In an internal combustion engine, optimizing the airflow in and out of each combustion chamber is a key to just about every aspect of performance. Power, emissions, fuel economy and other critical parameters are all dependent upon how good the engine flows air in and out.

Clearing the Air
Four-stroke automotive piston engines have poppet intake valves in their cylinder heads to let air in, and separate poppet exhaust valves to let exhaust gases out. These valves are opened at the appropriate time by one or more rotating camshafts. The cams are turned in precise relation to the crankshaft by chains, belts or gears—or a combination thereof. Lobes machined on the camshafts push the valves open at just the right time in the engine's operating cycle, then keep the valves open for just the right duration. There are other ways to operate the valves, including various pneumatic and electromagnetic schemes, but for production engines, the inexpensive and long wearing camshaft is king.

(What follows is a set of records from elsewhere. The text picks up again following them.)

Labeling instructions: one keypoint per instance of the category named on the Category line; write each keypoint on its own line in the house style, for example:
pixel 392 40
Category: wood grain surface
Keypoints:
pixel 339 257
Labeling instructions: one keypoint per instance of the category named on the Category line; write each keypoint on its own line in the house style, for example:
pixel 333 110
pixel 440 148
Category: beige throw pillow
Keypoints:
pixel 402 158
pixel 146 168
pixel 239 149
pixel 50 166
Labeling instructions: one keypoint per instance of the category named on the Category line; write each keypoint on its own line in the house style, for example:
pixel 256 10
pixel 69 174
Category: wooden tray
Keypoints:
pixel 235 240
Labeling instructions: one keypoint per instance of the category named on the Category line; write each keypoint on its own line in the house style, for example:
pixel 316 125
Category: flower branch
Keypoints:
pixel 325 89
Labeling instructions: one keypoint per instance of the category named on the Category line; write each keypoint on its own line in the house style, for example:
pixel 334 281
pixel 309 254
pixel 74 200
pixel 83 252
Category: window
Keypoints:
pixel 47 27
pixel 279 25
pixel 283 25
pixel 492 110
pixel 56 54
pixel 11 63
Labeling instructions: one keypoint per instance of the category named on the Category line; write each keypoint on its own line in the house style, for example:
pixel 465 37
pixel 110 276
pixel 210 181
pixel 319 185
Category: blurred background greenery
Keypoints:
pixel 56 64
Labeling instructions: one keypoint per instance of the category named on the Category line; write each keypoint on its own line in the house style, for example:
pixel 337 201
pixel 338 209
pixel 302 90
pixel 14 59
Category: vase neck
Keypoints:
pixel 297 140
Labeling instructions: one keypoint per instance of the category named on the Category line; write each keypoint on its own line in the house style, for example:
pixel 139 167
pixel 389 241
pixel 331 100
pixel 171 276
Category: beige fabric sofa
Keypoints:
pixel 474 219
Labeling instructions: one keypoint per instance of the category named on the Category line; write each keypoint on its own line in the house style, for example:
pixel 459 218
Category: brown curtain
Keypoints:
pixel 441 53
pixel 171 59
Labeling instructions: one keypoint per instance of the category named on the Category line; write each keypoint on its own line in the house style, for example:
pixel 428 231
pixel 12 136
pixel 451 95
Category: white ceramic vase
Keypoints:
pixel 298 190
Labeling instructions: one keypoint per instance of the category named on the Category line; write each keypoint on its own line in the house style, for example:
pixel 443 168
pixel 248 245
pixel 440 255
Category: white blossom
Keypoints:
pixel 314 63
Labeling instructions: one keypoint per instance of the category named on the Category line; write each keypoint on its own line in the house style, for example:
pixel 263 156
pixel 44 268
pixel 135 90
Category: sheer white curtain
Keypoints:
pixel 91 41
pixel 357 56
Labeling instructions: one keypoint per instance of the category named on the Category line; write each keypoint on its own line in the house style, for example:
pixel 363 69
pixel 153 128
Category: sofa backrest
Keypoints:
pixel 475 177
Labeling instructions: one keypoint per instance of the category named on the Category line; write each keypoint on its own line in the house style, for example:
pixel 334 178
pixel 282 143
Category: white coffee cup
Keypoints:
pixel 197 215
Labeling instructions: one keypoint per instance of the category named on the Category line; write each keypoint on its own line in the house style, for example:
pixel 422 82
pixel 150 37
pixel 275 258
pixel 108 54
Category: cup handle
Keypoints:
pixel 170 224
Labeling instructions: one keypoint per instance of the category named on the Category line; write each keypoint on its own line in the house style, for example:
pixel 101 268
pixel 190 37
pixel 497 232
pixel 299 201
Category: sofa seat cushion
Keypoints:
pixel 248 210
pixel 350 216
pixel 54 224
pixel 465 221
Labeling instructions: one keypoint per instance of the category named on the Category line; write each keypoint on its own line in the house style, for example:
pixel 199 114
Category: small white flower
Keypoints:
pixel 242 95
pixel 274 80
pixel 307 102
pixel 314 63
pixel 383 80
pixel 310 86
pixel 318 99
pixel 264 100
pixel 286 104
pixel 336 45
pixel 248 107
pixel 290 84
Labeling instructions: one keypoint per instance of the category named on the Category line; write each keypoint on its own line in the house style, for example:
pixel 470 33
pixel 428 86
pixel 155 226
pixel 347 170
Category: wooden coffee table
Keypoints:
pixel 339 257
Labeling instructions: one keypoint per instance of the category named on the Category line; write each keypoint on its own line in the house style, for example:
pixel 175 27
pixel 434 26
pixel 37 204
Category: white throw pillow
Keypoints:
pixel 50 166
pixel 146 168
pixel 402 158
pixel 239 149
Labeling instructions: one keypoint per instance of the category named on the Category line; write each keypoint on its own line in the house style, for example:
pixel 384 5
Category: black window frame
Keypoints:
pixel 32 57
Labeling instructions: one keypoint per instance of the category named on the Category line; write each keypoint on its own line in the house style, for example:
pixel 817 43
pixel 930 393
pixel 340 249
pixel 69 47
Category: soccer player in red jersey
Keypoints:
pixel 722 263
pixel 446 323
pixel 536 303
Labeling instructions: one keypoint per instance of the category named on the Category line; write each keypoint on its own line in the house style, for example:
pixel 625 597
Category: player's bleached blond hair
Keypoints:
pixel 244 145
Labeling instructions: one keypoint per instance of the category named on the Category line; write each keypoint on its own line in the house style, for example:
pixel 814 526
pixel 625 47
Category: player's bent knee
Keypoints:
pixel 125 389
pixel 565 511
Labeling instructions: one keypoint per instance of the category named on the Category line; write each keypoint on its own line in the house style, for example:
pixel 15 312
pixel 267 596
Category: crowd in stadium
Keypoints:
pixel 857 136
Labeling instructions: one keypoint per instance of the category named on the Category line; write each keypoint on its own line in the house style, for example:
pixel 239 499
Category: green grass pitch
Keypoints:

For decades, engines had the relative position (or timing) of the cams and crankshaft fixed. That meant, for example, that in a given cylinder, the intake valve(s) always opened at exactly the same point in the piston stoke, regardless of how fast or slow the engine was running. This system was simple and worked cheap, but ignored hidden potential in the engine. It turns out that fixed cam timing is only really correct at one engine rpm and one throttle setting. At every other rpm and throttle setting, the valves are opening and closing a little (or even a lot) too early or too late.

Change is Good
The reason that valve timing needs to change to match the engine's operating condition from moment to moment is due to the physics of air. Though it feels pretty weightless to us, air actually has mass. That means that it takes time to be put into motion or to be stopped. At idle, a typical cylinder has to fill with air and empty itself of exhaust gases about five times every second. The airflow in and out of the engine likewise has to start and stop just as often.


At redline, it gets far more intense. The same cylinder might have to fill and empty 50 times per second—maybe more. Obviously, when working more than 10-times faster than it does at idle, there's very little time for the air that's stopped in the intake manifold to accelerate into the combustion chamber when the intake valve opens. What we need is a way to give the air a head start. Variable valve timing can do this.